I see translation as a vitally important activity in today’s world but I do not see it as straightforward linguistic transfer, rather as a complex process of negotiation between languages and cultures. I have always argued for the status of the translator to be recognised and am delighted that as programmes in Translation Studies and now also World Literature proliferate,so the importance of translation is beginning to be recognised.
In the 1990’s Andre Lefevere and I pioneered what has come to be called ‘the cultural turn’. This led on to work in translation and postcolonialism (my book Translation and Postcolonialism Theory in Practice co-edited with Harish Trivedi came out in 1999) and I have been for many years involved in the editing of a translation series with Routledge and then with Multilingual Matters , also with several translation journals. In 2009 my monograph, co-written with Esperança Bielsa on Translation and Global News was published by Routledge, the result of a 3 year Arts and Humanities Research project investigating translation in global news media.

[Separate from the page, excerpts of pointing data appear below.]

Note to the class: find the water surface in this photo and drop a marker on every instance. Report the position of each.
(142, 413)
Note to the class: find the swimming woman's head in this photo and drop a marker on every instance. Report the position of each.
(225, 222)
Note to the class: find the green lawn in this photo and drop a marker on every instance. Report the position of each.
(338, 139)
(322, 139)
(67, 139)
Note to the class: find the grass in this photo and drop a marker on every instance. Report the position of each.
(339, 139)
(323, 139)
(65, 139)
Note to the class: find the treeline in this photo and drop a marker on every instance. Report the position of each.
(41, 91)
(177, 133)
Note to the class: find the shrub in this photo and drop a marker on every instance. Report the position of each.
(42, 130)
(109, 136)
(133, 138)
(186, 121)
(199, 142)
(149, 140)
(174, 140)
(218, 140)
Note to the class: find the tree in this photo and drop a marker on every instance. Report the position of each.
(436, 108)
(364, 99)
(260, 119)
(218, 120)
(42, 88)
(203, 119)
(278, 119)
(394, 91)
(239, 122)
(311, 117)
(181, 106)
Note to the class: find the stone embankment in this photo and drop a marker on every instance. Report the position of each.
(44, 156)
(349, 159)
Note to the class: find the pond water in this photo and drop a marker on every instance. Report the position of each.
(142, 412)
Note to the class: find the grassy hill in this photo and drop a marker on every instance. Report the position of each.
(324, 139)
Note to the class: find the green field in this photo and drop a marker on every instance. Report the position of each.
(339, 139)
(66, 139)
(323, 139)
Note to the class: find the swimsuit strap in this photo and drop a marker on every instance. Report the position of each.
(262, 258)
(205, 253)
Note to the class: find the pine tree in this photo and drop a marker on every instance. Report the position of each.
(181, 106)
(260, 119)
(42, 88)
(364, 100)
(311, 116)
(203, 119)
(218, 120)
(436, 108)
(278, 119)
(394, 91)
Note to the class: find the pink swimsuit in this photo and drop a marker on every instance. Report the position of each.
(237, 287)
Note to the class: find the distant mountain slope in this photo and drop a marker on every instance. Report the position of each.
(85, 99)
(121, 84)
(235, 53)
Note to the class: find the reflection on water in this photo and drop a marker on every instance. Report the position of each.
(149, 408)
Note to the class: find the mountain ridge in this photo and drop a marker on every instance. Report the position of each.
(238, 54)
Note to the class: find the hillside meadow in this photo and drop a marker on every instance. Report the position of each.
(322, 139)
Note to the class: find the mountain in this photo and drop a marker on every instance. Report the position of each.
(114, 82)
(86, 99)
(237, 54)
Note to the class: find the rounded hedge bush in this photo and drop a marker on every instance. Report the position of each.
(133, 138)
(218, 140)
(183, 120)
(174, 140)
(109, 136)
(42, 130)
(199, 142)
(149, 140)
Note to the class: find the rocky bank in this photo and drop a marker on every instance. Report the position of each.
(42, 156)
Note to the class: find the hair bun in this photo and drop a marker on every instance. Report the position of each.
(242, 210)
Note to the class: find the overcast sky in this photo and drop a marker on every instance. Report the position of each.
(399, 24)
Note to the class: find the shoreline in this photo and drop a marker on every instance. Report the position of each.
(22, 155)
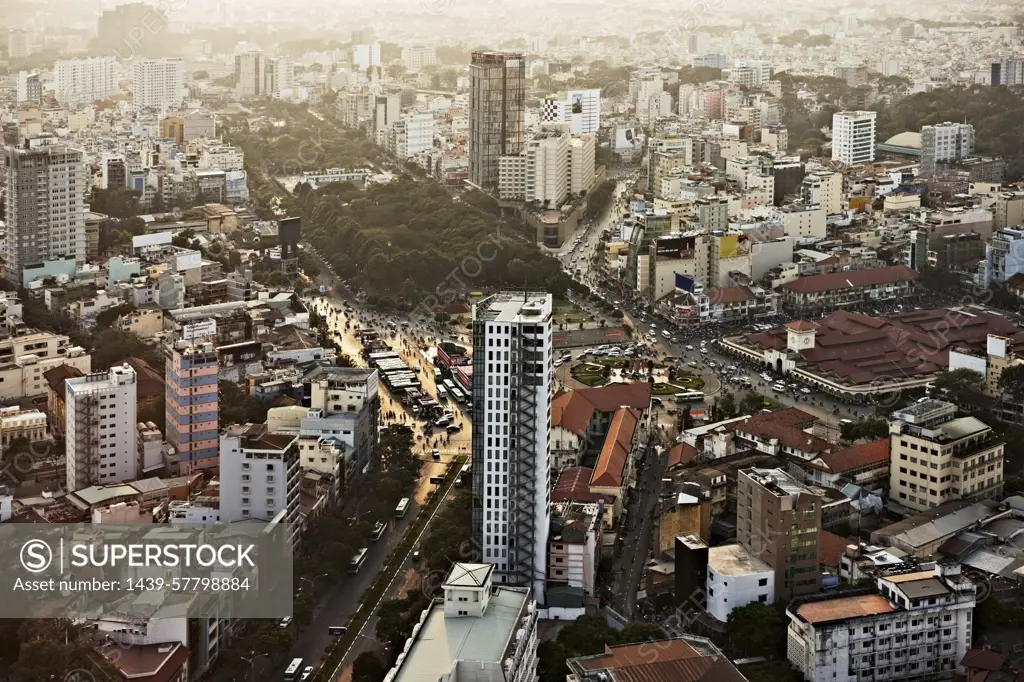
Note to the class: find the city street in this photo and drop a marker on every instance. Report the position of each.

Recent PhDs supervised include:
• Translating Cyberspace: Participations, Mobilisation and Subversion
• A Critical Study of the Reception and Translation of the Poetry of Wang Wei in English
• Reconstructing Homer: English Translations of the Iliad and Odyssey between 1850-1950
• Translating Film Dialogue: English Subtitling in Taiwanese Film
• Translation in Advertising: Marketing Cars in Italy and the UK since the 1980s
• “Arising from the depths” (Kipala): A Study of Belarusian Literature in English Translation
• Sacred Impulses, Sacrilegious Worlds: Post/Secular Intimations in Graham Greene and Naguib Mahfouz
I am particularly interested in research on translation and its role in world literature, translation for the theatre, translation and culture, translation as shaping force in literary history and translation and memory. Having just joined the board of the World Literature Institute, I am committed to further study of the role of translation in the growth and development of literary systems around the world.,
Susan Bassnett was educated in Denmark, Portugal and Italy, acquiring various languages in childhood. She established postgraduate programmes in Comparative Literature and then in Translation Studies at the University of Warwick where she also served twice as Pro-Vice-Chancellor. She continues to lecture and run workshops around the world and her current research is on translation and memory. She is an elected Fellow of the Institute of Linguists, elected Fellow of the Royal Society of Literature and a Fellow of the Academia Europaea. In recent years she has acted as judge of a number of major literary prizes including the Times/Stephen Spender Poetry in Translation Prize, the Independent Foreign Fiction Prize and the IMPAC Dublin prize. She is also known for her journalism, translations and poetry.